Bez wyroku w sprawie 31-latki, która pijana wjechała do przejścia

Kobieta wjechała mercedesem do przejścia podziemnego / fot

Nie ma wyroku w sprawie 31-latki, która we wtorek w nocy, prowadząc pod wpływem alkoholu, wjechała swoim autem do przejścia podziemnego w centrum Warszawy. Decyzją sądu sprawa została przekazana prokuraturze. Kobieta nie może opuszczać kraju, a paszport oddawała niechętnie. Jak się okazało, kobieta nie pierwszy raz prowadziła będąc nietrzeźwą. Film i zdjęcia z miejsca otrzymaliśmy na Kontakt 24 od naszych internautów.
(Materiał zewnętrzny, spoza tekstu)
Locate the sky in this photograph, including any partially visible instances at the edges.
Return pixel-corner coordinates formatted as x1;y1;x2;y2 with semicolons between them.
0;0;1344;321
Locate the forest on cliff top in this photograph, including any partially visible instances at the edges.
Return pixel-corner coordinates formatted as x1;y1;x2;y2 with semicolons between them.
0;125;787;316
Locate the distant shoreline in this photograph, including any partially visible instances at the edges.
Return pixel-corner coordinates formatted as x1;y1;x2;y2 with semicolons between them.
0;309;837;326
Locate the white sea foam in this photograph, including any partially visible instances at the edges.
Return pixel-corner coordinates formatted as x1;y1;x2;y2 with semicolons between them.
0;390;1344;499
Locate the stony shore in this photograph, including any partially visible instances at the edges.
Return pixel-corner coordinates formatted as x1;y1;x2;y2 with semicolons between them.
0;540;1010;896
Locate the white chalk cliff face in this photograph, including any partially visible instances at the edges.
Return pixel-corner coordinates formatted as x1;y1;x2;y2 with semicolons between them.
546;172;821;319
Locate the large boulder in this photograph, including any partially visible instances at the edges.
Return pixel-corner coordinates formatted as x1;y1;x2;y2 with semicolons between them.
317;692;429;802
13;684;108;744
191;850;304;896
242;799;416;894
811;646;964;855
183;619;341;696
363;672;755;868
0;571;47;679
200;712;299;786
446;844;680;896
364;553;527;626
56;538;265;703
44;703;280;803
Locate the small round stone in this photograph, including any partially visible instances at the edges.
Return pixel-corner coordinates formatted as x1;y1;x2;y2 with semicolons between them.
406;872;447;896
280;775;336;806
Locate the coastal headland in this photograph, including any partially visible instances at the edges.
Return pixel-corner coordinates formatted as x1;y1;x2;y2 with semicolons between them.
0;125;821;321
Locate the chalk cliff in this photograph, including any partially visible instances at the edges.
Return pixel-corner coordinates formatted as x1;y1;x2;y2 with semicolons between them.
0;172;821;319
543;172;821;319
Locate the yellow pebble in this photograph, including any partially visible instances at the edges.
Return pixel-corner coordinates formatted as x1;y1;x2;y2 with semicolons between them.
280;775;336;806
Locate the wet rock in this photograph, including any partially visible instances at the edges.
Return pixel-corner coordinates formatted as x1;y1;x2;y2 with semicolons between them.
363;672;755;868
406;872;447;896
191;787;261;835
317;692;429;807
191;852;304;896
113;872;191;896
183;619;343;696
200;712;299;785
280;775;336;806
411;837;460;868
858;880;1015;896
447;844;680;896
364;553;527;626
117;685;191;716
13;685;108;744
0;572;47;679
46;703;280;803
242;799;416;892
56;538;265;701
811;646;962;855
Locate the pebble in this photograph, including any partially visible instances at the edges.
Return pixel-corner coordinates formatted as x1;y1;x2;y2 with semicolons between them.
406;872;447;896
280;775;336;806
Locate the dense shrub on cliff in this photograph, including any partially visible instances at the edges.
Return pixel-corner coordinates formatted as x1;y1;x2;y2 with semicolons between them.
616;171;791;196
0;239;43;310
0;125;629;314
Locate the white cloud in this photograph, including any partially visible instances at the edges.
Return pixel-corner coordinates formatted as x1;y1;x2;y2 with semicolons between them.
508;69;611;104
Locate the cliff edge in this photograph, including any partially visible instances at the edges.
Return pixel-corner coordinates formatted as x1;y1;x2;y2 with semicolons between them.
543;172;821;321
Kontakt24 - Opinia użytownika

Wbrew wcześniejszym doniesieniom, sąd nie wydał w środę wyroku w sprawie kobiety, która rozpędzonym autem wjechała do podziemnego przejścia przy Rotundzie. Sprawa została przekazana do prokuratury.

Sędzia uznał, że biegli muszą się wypowiedzieć na temat stanu zdrowia kobiety. "Wobec 31-latki zastosowano natomiast środki zapobiegawcze: dozór policyjny – ma ona zgłaszać się na policję dwa razy w tygodniu - oraz zakaz opuszczania kraju"- mówił, reporter TVN24 Łukasz Gonciarski.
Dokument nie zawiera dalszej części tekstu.